Il confronto tra Occidente e Oriente ha mostrato una tendenza più favorevole per l’Occidente esteso, che registra valori mediamente più elevati e una maggiore stabilità nel tempo. Tale risultato è influenzato in modo significativo dalla presenza dei Paesi nordici e di alcune economie avanzate dell’area pacifica, come Australia e Nuova Zelanda. Danimarca, Norvegia, Finlandia, Svezia e Islanda si collocano stabilmente tra i Paesi con i livelli più alti di fiducia, con valori superiori al 60% e, in alcuni casi, oltre il 70%. Anche la Nuova Zelanda e l’Australia presentano valori elevati rispetto alla media globale. Il Giappone, incluso nell’Occidente secondo il criterio adottato, si colloca invece in una fascia medio-alta, con un valore recente pari al 33,7%.

L’Oriente presenta invece una configurazione più polarizzata. Da un lato, include Paesi con livelli di fiducia molto elevati, come la Cina, che nel 2022 raggiunge il 63,5%, e altri casi significativi come Macao, Singapore e Corea del Sud. Dall’altro lato, comprende numerosi Paesi caratterizzati da livelli estremamente bassi di fiducia, come Indonesia, Filippine, Iraq, Libano ed Egitto. Questa forte eterogeneità interna impedisce di interpretare l’Oriente come un blocco omogeneo. Piuttosto, i dati indicano una maggiore frammentazione, nella quale coesistono società ad alta coesione e contesti segnati da una fiducia sociale molto fragile.

Il confronto tra Nord globale e Sud globale rafforza ulteriormente questa lettura. Il Nord globale registra livelli mediamente più elevati di fiducia interpersonale e una traiettoria complessivamente più stabile. Il Sud globale, al contrario, presenta valori medi inferiori e una maggiore incidenza di Paesi con livelli di fiducia molto bassi. Tuttavia, anche questa distinzione non deve essere interpretata in modo deterministico. Alcuni Paesi del Sud globale, come Cina, Arabia Saudita, Uzbekistan e Rwanda, mostrano valori o dinamiche positive, mentre alcuni Paesi appartenenti al Nord globale, soprattutto nell’Europa sud-orientale, presentano livelli contenuti.

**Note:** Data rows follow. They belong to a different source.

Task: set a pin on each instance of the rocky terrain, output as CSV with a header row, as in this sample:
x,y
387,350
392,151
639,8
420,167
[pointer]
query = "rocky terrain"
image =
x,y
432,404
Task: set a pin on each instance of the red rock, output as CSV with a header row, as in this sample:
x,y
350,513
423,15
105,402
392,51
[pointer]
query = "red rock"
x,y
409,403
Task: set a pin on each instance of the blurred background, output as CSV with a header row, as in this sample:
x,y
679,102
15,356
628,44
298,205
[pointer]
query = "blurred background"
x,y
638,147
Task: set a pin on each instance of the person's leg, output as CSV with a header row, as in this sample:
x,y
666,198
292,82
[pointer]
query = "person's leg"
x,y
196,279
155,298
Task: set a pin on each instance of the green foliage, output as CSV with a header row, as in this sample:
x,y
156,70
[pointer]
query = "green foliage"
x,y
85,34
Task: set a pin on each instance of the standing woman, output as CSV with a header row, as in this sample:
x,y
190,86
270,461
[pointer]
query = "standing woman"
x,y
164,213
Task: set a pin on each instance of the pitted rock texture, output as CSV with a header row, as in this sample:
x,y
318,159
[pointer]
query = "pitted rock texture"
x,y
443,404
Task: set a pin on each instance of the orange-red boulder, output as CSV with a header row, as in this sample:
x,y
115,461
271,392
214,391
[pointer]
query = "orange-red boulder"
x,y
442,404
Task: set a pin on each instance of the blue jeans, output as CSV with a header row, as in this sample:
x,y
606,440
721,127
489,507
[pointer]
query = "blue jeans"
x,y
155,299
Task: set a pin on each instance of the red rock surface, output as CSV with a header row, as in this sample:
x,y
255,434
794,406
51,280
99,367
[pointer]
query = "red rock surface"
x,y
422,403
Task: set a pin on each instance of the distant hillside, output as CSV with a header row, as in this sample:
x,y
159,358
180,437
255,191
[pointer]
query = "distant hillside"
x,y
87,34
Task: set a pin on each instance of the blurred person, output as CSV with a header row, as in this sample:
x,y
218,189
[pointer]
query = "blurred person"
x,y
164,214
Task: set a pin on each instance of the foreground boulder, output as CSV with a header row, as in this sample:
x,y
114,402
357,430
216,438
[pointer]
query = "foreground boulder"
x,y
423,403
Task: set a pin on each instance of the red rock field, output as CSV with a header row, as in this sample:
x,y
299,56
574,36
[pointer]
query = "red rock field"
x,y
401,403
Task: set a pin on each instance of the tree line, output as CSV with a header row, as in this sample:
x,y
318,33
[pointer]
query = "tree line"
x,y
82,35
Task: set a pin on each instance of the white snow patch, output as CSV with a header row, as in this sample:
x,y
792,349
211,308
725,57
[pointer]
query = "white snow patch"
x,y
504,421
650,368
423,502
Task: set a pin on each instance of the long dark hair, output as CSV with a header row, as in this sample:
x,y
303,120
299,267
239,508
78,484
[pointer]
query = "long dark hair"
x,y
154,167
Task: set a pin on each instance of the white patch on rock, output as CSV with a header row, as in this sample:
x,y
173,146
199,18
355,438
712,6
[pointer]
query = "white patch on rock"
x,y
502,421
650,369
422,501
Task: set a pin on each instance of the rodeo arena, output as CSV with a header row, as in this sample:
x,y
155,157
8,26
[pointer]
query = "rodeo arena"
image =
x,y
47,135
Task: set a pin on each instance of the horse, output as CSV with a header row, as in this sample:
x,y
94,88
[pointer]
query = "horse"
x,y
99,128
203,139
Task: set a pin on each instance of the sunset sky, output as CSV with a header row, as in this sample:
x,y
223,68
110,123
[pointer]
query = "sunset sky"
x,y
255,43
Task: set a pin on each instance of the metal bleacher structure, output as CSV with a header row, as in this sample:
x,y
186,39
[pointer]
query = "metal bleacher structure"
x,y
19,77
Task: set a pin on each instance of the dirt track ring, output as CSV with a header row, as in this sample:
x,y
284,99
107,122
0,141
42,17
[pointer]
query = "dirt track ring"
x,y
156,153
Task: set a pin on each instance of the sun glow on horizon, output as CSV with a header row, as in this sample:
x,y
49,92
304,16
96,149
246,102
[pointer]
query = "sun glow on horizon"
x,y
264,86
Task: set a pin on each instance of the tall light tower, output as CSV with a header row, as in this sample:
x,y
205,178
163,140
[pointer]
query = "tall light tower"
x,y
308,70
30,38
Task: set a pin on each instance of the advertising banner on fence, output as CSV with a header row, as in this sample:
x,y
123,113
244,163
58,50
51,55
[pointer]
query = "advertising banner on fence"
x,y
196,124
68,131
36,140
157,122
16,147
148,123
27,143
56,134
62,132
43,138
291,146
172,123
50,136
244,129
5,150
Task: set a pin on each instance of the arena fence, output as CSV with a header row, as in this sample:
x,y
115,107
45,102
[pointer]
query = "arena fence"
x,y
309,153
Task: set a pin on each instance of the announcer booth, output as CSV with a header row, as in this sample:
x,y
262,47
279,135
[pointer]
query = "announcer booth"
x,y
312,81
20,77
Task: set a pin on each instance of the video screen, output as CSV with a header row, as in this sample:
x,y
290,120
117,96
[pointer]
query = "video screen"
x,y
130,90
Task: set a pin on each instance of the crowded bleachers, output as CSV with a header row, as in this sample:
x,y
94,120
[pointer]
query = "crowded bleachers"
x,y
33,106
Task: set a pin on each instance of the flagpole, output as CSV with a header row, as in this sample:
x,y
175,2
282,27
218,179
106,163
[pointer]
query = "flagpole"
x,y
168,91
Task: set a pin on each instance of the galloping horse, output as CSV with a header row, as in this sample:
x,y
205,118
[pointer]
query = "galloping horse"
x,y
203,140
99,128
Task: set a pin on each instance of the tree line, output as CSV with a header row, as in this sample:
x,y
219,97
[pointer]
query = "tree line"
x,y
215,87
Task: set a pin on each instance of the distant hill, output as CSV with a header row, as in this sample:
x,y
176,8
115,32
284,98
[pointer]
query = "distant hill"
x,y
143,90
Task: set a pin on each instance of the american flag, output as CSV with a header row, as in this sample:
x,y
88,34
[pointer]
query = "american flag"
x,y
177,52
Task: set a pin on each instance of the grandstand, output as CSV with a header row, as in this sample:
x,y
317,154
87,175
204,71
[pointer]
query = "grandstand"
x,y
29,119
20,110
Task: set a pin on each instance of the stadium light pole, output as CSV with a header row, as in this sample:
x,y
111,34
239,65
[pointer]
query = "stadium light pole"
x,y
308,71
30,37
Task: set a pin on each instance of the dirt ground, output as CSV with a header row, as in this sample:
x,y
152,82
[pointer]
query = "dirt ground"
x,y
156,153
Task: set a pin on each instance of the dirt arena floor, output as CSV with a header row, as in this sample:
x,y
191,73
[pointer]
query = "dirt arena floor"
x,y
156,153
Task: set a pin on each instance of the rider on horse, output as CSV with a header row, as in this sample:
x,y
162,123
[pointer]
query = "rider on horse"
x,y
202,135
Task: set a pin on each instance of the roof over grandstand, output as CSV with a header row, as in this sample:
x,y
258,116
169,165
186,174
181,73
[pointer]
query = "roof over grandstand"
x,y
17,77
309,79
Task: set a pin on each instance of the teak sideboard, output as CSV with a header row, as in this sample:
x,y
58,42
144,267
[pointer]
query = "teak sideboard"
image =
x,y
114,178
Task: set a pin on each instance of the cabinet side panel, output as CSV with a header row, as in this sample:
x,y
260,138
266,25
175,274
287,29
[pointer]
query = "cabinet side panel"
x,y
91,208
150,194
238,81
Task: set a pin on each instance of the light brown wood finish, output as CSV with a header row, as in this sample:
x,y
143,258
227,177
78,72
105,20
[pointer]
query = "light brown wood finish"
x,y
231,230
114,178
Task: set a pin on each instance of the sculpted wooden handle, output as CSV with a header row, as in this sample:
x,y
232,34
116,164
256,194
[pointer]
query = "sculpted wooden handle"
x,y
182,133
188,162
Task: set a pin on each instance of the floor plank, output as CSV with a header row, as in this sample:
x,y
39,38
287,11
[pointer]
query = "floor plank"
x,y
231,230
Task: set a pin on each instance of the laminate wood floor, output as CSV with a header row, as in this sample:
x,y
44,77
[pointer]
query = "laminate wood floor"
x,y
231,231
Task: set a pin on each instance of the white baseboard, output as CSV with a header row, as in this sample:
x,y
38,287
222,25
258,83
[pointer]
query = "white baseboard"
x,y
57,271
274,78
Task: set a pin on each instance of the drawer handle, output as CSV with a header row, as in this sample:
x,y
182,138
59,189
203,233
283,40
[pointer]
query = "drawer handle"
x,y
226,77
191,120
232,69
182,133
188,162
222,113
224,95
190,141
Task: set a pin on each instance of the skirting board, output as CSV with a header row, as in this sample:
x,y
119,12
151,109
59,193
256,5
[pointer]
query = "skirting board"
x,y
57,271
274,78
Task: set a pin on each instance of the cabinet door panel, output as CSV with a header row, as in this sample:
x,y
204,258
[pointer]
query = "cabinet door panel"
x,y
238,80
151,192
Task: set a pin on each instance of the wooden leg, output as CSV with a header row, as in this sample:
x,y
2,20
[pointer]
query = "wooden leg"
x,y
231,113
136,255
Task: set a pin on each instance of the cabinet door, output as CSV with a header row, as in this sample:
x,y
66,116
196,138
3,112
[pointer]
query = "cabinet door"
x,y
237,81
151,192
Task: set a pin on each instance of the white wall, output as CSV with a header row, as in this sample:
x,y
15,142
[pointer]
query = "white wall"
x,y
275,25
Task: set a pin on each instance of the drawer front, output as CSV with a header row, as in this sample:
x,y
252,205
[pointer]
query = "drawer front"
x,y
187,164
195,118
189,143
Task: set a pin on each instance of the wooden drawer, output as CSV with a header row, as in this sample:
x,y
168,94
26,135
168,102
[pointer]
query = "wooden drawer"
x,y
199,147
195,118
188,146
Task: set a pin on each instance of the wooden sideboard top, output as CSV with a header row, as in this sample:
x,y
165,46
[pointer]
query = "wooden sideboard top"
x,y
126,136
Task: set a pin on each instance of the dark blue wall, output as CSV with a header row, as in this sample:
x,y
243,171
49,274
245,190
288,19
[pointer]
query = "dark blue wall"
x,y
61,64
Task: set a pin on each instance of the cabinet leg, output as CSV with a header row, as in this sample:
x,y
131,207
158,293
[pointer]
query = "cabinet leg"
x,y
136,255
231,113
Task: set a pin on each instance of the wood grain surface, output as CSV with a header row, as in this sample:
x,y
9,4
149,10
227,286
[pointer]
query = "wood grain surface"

In conclusione, la principale evidenza emersa dall’analisi non riguarda una semplice contrapposizione tra aree “fiduciose” e aree “sfiduciate”, ma la diversa struttura della fiducia nei vari contesti globali. Alcune società mostrano livelli elevati e relativamente stabili di fiducia interpersonale, mentre altre evidenziano una maggiore vulnerabilità e processi di deterioramento. La fiducia appare quindi una variabile dinamica, sensibile ai cambiamenti politici, economici e istituzionali. Essa costituisce un indicatore fondamentale per comprendere la qualità della convivenza sociale, la capacità di cooperazione e il grado di coesione delle società contemporanee. Per questo motivo, lo studio della fiducia interpersonale risulta particolarmente rilevante non solo sul piano descrittivo, ma anche per l’interpretazione dei processi di sviluppo, stabilità e trasformazione sociale.